# Geschmackliche Unterschiede bei Rotaugen



## dede84 (23. Juni 2017)

Hallo Freunde, 

gibt es geschmackliche Unterschiede bei den Rotaugen in Bezug auf Größe und wo sie gefangen wurden? 

Ich höre immer das die so lecker sein sollen und habe mir vor ein Paar Tagen 2 Fangfrische aus einem See zubereitet und in der Pfanne gebraten. 

Sie haben hervorragend gerochen, aber das war es dann auch schon. 

Die Gräten störten mich nicht....

Allerdings musste ich es nach dem ersten Happen wieder ausspucken, da die dermaßen nach Modder geschmeckt haben.

Gibts da Unterschiede bezüglich der Gewässer?

Grüße


----------



## PirschHirsch (23. Juni 2017)

*AW: Geschmackliche Unterschiede bei Rotaugen*

Ich esse aus geschmacklichen Gründen nur Winter-Rotaugen (also je nach Temperatur frühestens ab Mitte bzw. Ende Oktober)

--> grün-algig sch******ende Sommerviecher sind überhaupt kein Gaumenkitzel, die haben genau den von Dir beschriebenen Morchelmuff. 

Liegt IMO vor allem an der Jahreszeit und weniger am eigentlichen Gewässer.

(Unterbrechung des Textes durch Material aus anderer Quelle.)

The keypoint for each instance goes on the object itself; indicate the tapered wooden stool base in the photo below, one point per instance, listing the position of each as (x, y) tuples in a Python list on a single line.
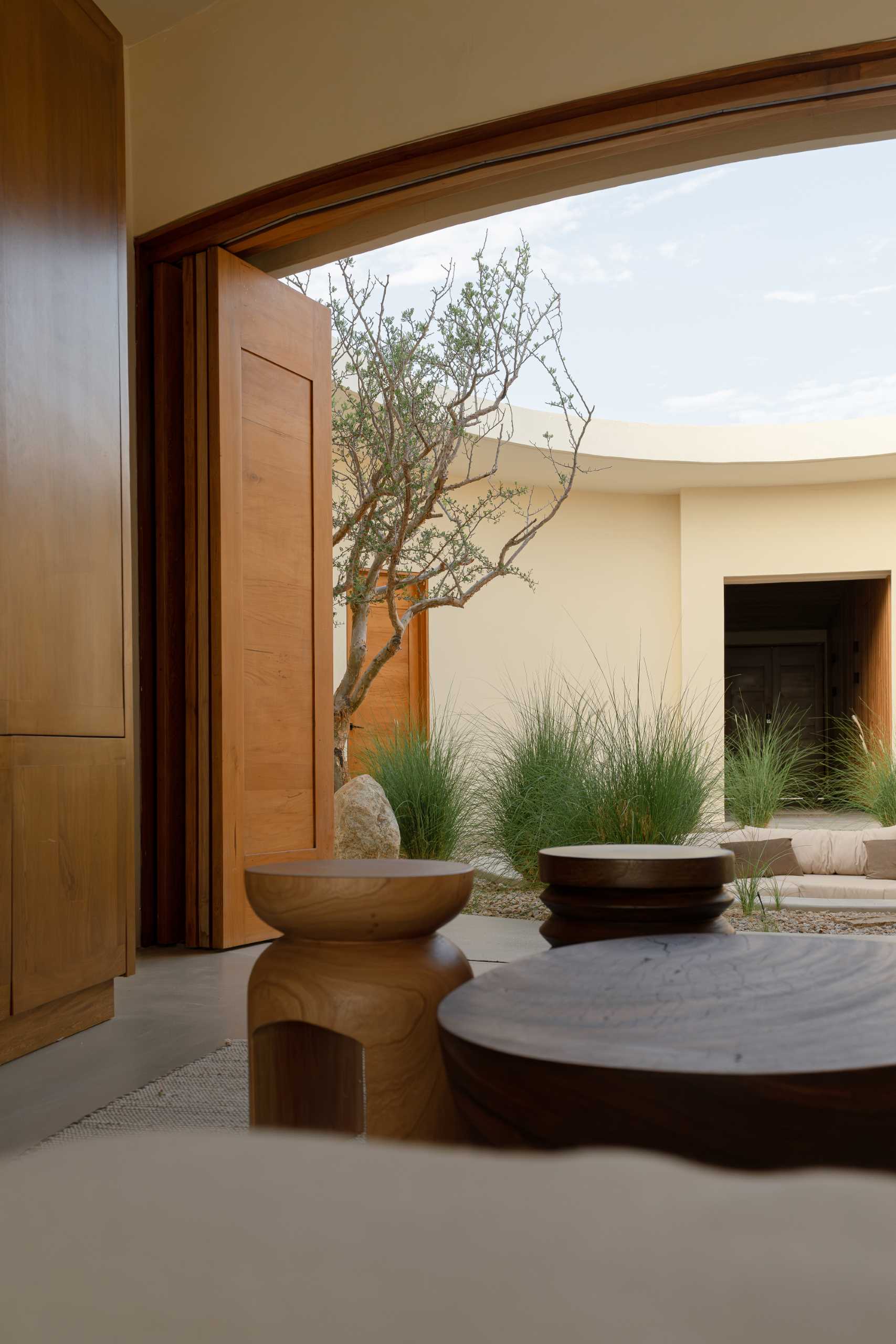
[(342, 1011), (626, 891)]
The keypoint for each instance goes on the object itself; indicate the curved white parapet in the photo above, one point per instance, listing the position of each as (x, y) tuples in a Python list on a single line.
[(664, 459)]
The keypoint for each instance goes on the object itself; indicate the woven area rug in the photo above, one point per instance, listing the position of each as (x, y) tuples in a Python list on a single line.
[(212, 1093)]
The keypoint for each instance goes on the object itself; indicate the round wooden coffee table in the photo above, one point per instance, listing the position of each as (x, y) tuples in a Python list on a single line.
[(751, 1052), (599, 891)]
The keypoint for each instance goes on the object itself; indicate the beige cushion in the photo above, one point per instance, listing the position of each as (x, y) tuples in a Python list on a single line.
[(832, 886), (763, 858), (880, 858)]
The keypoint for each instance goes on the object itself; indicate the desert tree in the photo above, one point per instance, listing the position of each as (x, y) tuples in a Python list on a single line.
[(424, 515)]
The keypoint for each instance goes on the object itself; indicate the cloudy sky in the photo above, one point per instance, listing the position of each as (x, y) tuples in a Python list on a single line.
[(750, 293)]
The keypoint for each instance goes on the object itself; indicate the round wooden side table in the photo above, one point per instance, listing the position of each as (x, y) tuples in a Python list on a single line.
[(342, 1009), (753, 1052), (625, 890)]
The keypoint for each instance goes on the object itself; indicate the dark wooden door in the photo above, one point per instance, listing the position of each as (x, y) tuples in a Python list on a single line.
[(749, 682), (789, 676), (798, 685)]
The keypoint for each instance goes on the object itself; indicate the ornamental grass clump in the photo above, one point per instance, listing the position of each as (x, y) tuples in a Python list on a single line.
[(537, 773), (767, 766), (863, 772), (426, 777), (655, 772)]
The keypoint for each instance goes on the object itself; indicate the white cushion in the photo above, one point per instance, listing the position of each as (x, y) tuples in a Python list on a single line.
[(833, 886), (818, 851)]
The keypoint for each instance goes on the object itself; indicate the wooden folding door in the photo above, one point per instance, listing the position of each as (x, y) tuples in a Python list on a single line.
[(258, 588)]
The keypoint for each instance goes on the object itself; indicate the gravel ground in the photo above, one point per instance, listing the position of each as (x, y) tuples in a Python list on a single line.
[(516, 901)]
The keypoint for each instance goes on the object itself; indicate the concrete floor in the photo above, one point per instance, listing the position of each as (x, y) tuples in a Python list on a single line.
[(179, 1007)]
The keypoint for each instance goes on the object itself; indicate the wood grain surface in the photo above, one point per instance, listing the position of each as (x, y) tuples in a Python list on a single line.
[(632, 890), (751, 1052), (270, 581), (637, 866)]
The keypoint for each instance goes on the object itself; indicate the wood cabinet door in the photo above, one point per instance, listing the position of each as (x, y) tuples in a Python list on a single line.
[(798, 685), (70, 854), (270, 584), (64, 581)]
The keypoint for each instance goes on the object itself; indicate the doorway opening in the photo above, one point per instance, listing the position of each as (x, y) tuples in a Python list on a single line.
[(818, 648)]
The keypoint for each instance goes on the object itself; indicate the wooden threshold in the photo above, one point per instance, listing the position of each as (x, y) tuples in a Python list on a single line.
[(38, 1027), (553, 151)]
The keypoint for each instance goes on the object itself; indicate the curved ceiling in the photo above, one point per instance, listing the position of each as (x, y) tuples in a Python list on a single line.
[(140, 19)]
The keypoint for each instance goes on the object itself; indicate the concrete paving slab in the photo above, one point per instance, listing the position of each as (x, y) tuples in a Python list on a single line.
[(495, 939)]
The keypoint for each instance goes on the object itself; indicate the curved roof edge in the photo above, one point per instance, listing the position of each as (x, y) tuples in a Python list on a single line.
[(716, 444)]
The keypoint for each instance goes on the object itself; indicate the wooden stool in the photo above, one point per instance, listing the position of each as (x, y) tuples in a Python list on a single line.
[(342, 1010), (628, 890)]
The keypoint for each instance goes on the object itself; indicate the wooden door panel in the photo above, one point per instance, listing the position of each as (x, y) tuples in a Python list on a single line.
[(400, 691), (798, 686), (69, 866), (279, 647), (270, 585), (749, 680), (6, 881)]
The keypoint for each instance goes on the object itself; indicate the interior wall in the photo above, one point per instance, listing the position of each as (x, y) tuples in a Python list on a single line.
[(837, 531), (606, 573), (250, 92)]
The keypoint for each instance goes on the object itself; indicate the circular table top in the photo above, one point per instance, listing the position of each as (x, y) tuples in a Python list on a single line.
[(754, 1004), (637, 866)]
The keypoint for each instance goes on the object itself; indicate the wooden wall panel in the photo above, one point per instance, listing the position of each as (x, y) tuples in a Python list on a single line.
[(61, 140), (66, 752), (6, 881), (168, 334), (402, 689), (70, 804), (196, 608), (868, 654)]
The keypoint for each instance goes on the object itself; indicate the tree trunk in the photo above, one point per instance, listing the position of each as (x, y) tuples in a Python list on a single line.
[(340, 748)]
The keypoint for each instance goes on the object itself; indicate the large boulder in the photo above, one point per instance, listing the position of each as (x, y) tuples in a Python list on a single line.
[(364, 823)]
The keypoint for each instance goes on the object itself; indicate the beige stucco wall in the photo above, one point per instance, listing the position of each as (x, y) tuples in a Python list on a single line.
[(813, 531), (249, 92), (606, 574), (621, 573)]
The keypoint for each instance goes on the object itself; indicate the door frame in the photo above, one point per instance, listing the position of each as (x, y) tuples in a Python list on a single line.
[(775, 105)]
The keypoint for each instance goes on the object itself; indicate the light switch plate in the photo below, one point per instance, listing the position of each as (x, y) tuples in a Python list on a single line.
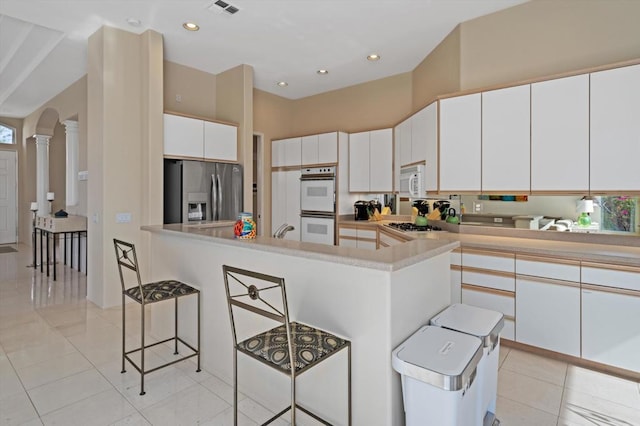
[(123, 217)]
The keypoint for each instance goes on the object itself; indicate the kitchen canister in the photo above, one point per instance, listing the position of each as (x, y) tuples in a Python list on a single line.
[(245, 227)]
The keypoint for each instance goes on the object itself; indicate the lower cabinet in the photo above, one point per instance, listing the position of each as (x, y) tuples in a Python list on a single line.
[(611, 315), (548, 314)]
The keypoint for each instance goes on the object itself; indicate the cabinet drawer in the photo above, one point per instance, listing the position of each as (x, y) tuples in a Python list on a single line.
[(497, 261), (489, 299), (611, 275), (370, 234), (498, 280), (548, 268), (509, 330), (347, 232)]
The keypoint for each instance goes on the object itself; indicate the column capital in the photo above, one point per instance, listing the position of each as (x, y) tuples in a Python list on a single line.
[(70, 125)]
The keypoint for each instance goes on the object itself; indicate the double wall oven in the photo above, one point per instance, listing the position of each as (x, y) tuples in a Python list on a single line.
[(318, 205)]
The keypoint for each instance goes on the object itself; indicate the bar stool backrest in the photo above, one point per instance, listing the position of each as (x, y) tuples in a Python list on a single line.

Von daher: Fange und brate die dann mal bei Kälte, das geht potenziell deutlich deliziöser aus.


----------



## Thomas9904 (23. Juni 2017)

*AW: Geschmackliche Unterschiede bei Rotaugen*

Hab nur Erfahrung mit Fließgewässer, Winter, sauer eingelegt - nie so nen Reinfall erlebt wie Du das beschreibst und Gräten sind durchs einlegen auch kein Problem..


----------



## Thomas9904 (23. Juni 2017)

*AW: Geschmackliche Unterschiede bei Rotaugen*

uuups, der Hirsch war schneller - feiste Winterrotaugen = Delikatesse, sind wir uns einig


----------



## PirschHirsch (23. Juni 2017)

*AW: Geschmackliche Unterschiede bei Rotaugen*

Aber sowas von - drum benutze ich bei Kälte gerne eine Deadbait-Grundrute auf Hecht und eine Winterrotaugen-Floatrute gleichzeitig

--> kälte-kompatibel sparsam anfüttern (ich angle auf Weißfisch nur mit Pose, Feedern ist nicht meins) und die Pfannen-Rotaugen abgreifen, die durch ihre Anwesenheit da unten dann die Hechte "nebenan" an ihren toten Freeze-Stinkekollegen locken.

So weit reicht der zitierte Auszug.